Il chercha à les convaincre de la nécessité de former une ligue. Le duc de Clèves et de Juliers, Jean-Guillaume, était bien malade et sa succession pouvait, d'un jour à l'autre, s'ouvrir. Les divers princes protestants qui prétendaient à l'héritage devaient se concerter et faire d'avance un partage amiable ; sinon, leur débat servira de prétexte à ceux qui seront plus puissants et mieux armés et préparés qu'eux pour usurper et s'emparer desdicts pays par droits de bienséance ou de guerre, soit soubz le nom de l'Empire ou autre semblable prétexte (lettre du 14 août 1606). Il ne s'agissait ni de rompre la foi due à l'Empereur, ni de prendre les armes, ni de dépenser mal à propos leur argent, mais de se prémunir contre les Turcs et les Espagnols et aussi de jouer un rôle dans l'élection du roi des Romains. Quant à lui, il n'avait en vue, assurait-il, que leur bien et leur sécurité ; mais il n'était pas si désintéressé. Il projetait, à l'occasion, d'attaquer la maison d'Autriche ; seulement comme l'entreprise était grande, il ne voulait s'y risquer qu'avec l'appui d'une coalition.

Les princes allemands s'essayaient, sans grand succès, à former une ligue, quand un coup de force des catholiques les décida.

La ville libre impériale de Donauwerth était en majorité protestante. Malgré la défense des magistrats, les catholiques firent une procession ; ils furent dispersés à coups de bâtons. Rodolphe mit la ville au ban de l'Empire et chargea le duc de Bavière de l'exécution. Maximilien occupa Donauwerth et, comme gage de ses frais de guerre, il la garda (17 déc. 1607).

Cet attentat contre une ville libre épouvanta les protestants. Des princes luthériens et calvinistes : l'électeur palatin, les margraves d'Anspach et de Bade-Dourlach, le comte palatin de Neubourg, le duc de Wurtemberg, conclurent, pour une durée de dix ans, l'Union Évangélique (4 mai 1608) et s'engagèrent à rester unis malgré les différends religieux ; à n'avoir qu'une opinion dans les Diètes, surtout en ce qui regardait la liberté, la dignité et le culte des différents États ; à résoudre leurs désaccords par voie arbitrale ; à se prêter assistance mutuelle ; à entretenir des troupes ; à créer une caisse commune.

De mai 1608 à mars 1609, Strasbourg, Ulm, Nuremberg, Francfort, Spire, Worms, et quelques autres villes adhérèrent, après bien des hésitations.
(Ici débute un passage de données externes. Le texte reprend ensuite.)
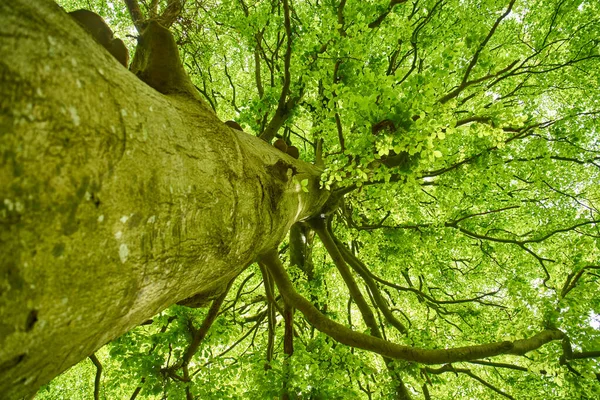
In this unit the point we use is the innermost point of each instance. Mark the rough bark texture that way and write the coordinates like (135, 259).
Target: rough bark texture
(116, 200)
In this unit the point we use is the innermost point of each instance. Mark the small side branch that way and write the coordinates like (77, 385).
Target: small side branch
(98, 376)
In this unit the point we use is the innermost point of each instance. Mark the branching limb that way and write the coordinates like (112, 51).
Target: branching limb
(385, 13)
(201, 332)
(285, 104)
(450, 368)
(465, 81)
(269, 290)
(351, 338)
(136, 14)
(361, 269)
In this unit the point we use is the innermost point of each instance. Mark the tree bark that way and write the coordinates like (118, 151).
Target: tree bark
(116, 200)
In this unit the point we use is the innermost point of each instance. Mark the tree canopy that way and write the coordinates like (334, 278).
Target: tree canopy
(459, 253)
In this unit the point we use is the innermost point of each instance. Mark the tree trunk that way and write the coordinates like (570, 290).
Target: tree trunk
(116, 200)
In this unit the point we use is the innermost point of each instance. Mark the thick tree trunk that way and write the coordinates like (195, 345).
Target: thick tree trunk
(116, 201)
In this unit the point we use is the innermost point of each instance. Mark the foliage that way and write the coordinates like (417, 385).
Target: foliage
(486, 229)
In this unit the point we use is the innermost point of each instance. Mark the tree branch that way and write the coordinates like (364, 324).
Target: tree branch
(351, 338)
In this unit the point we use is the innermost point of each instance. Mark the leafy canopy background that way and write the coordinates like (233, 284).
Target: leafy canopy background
(486, 229)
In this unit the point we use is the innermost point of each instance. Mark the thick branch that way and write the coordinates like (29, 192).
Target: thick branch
(359, 340)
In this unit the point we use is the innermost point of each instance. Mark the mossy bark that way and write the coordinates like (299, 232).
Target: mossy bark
(116, 200)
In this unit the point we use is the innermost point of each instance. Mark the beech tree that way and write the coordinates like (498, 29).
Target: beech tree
(406, 205)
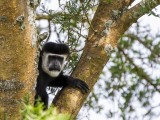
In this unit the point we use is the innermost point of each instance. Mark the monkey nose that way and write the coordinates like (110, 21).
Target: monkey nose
(54, 67)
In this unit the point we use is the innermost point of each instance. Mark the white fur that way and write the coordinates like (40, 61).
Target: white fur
(52, 73)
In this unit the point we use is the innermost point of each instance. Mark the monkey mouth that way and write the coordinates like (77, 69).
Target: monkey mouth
(54, 68)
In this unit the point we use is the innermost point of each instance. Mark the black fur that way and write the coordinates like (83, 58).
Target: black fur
(61, 80)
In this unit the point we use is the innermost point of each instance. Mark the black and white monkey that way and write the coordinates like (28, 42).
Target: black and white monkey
(51, 64)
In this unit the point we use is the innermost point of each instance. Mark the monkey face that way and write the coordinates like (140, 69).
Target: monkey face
(53, 64)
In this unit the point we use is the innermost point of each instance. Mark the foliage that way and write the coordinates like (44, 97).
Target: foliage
(130, 79)
(30, 112)
(127, 82)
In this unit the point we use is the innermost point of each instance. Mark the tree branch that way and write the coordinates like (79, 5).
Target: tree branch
(140, 71)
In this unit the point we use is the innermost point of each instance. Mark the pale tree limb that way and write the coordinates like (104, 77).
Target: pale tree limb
(94, 57)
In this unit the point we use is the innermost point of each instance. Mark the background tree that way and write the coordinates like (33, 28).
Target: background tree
(72, 25)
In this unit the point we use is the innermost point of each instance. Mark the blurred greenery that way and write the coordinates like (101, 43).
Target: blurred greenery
(30, 112)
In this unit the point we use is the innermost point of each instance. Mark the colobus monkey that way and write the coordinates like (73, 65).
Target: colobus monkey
(51, 64)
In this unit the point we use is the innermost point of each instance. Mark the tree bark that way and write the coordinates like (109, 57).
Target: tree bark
(94, 56)
(18, 55)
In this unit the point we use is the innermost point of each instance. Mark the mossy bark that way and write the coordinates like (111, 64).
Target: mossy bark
(17, 59)
(94, 56)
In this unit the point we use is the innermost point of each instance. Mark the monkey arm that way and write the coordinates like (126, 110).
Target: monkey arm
(64, 80)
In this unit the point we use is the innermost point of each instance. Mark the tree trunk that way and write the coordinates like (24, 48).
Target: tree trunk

Le landgrave de Hesse, Maurice le Savant, pour ne pas froisser l'électeur de Saxe, son allié, qu'il chercha longtemps et vainement à détacher du parti de l'Autriche, ne se fit inscrire que le 29 janvier 1610.

Il ne faudrait pas croire que l'Union Évangélique, aussitôt formée, se soit avec enthousiasme tournée vers Henri IV. Le duc de Wurtemberg se borna à le prévenir de ce qui s'était passé, sans grands éclaircissements et, comme pour lui montrer que l'Union avait plus d'un patron, il fit faire la même communication au roi d'Angleterre.

 

V. — SUCCESSION DE CLÈVES ET JULIERS.

SUR ces entrefaites Jean-Guillaume, seigneur de Clèves, de Juliers et autres lieux, mourut (25 mars 1609).

Il y avait beaucoup de prétendants à la succession : l'électeur de Brandebourg, Jean-Sigismond, gendre de la duchesse de Prusse, Marie-Éléonore de Clèves, sœur aînée du défunt ; — Wolfgang-Guillaume, palatin de Neubourg, fils de Philippe-Louis, comte palatin de Neubourg, et d'Anne de Clèves, sœur cadette de Marie-Éléonore ; — le duc des Deux-Ponts et le margrave de Burgau, mariés aux deux plus jeunes sœurs de Jean-Guillaume ; — l'électeur de Saxe, Christian II, descendant de Sibylle de Clèves, tante de Jean-Guillaume.

Jean-Sigismond invoquait la primogéniture de sa belle-mère ; Wolfgang-Guillaume, l'ordre successoral établi par Charles-Quint dans la maison de Clèves et qui n'admettait à l'héritage que les enfants mâles des filles du duc Guillaume IH, père de Jean-Guillaume. Christian faisait valoir que l'empereur Frédéric III avait, en 1483, assuré à sa maison l'expectative de la succession de Clèves en cas d'extinction des mâles. Enfin, deux grands seigneurs français, le duc de Nevers et le comte de La Marck-Lumay, réclamaient seulement le comté de La Marck, comme issus de l'ancienne maison de La Marck. La question de droit était très embrouillée, et ce qui la compliquait encore, c'était l'importance des intérêts en jeu. L'héritage de Jean-Guillaume — duchés de Clèves (sur le Rhin), de Berg (rive droite du Rhin), de Juliers (sur la Roer) ; comtés de la Marck (sur la Ruhr), de Ravensberg (entre l'Ems et le Weser) et seigneurie de Ravenstein — formait un ensemble assez compact de riches territoires et de populations catholiques entre la Hollande calviniste, les Pays-Bas espagnols, l'évêché de Munster et l'électorat de Cologne.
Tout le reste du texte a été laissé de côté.